We step through the instructions per the prompt and shuffle items around. Monkeys’ num_inspections go up by the number of items they have at the start of the turn.

The last thing is calculating the answer. We have to sort our Monkey objects, which doesn’t work out of the box; we get '<' not supported between instances of 'A' and 'A' when trying to sort monkeys.values(). To remedy this, we need to give Monkey a way to compare itself to other instances. All we need to define is __lt__:

class Monkey:
    ...

    def __lt__(self, other: "Monkey") -> bool:
        return self.num_inspections < other.num_inspections

class Solution(StrSplitSolution):
    ...

    def part_1(self) -> int:
        ...

        sorted_monkeys = list(sorted(monkeys.values()))
        return sorted_monkeys[-1].num_inspections * sorted_monkeys[-2].num_inspections

Once they know how to get in order, we have our answer!

Part 2

Part 2 starts out easy enough- we pull our // 3 and run the game for 10k rounds instead of just 20. But… it runs without finishing. A quick peek in the profiler (see my ./advent command’s docs) shows that all the time is being spent on the line that processes old * old. Without our worry level decreasing, the numbers just grow indefinitely. Turns out squaring increasingly large numbers gets slow.

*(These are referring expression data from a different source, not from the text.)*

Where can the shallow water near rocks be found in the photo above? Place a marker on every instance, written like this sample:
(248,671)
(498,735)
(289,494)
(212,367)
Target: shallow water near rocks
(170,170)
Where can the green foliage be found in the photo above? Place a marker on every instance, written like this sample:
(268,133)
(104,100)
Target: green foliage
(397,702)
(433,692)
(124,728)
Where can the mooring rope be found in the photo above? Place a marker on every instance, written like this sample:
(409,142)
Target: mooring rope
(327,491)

To fix this, we’ll need to shrink the worry levels as we go, but in a way that doesn’t change any of our math. Specifically, we have to shrink each item by a value that doesn’t change the result of item % monkey.divisor. Turns out, if you mod a number by the least common multiple of a group of numbers, it remains evenly divisible by all those numbers individually. This is one of those puzzle tricks that I remembered, but don’t understand the justification for well. Basically the AoC equivalent of crosswordese.

Once I had my answer, I stopped by the subreddit’s answer thread and found a great explanation by /u/QultrosSanhattan. Definitely recommend reading if you’re curious about the math backing this part.

Anyway, the code for part 2 isn’t actually much once you know the trick. We’ll move our solution into a function so we can control individual bits of it:

class Solution(StrSplitSolution):
    ...
    def simulate_monkeys(
        self, num_rounds: int, worry_decreaser: int, shrinker: int | None = None
    ) -> int:
        monkeys = self.parse_monkeys()
        for _ in range(num_rounds): # add variable
            for monkey in monkeys.values():
                monkey.num_inspections += len(monkey.items)
                for item in monkey.items:
                    item = monkey.operation(item) // worry_decreaser # add variable
                    # mod the value, if applicable
                    if shrinker:
                        item = item % shrinker
                    dest = (
                        monkey.if_true
                        if item % monkey.divisor == 0
                        else monkey.if_false
                    )
                    monkeys[dest].items.append(item)

                monkey.items = []

And finally, our answers:

from math import lcm
...

class Solution(StrSplitSolution):
    ...

    def part_1(self) -> int:
        return self.simulate_monkeys(20, 3)

    def part_2(self) -> int:
        monkeys = self.parse_monkeys()
        shrinker = lcm(*(m.divisor for m in monkeys.values()))
        return self.simulate_monkeys(10_000, 1, shrinker)

Days like this are tough, since you either know the trick or you don’t. But, now that you’ve seen it, you’ll know it in the future!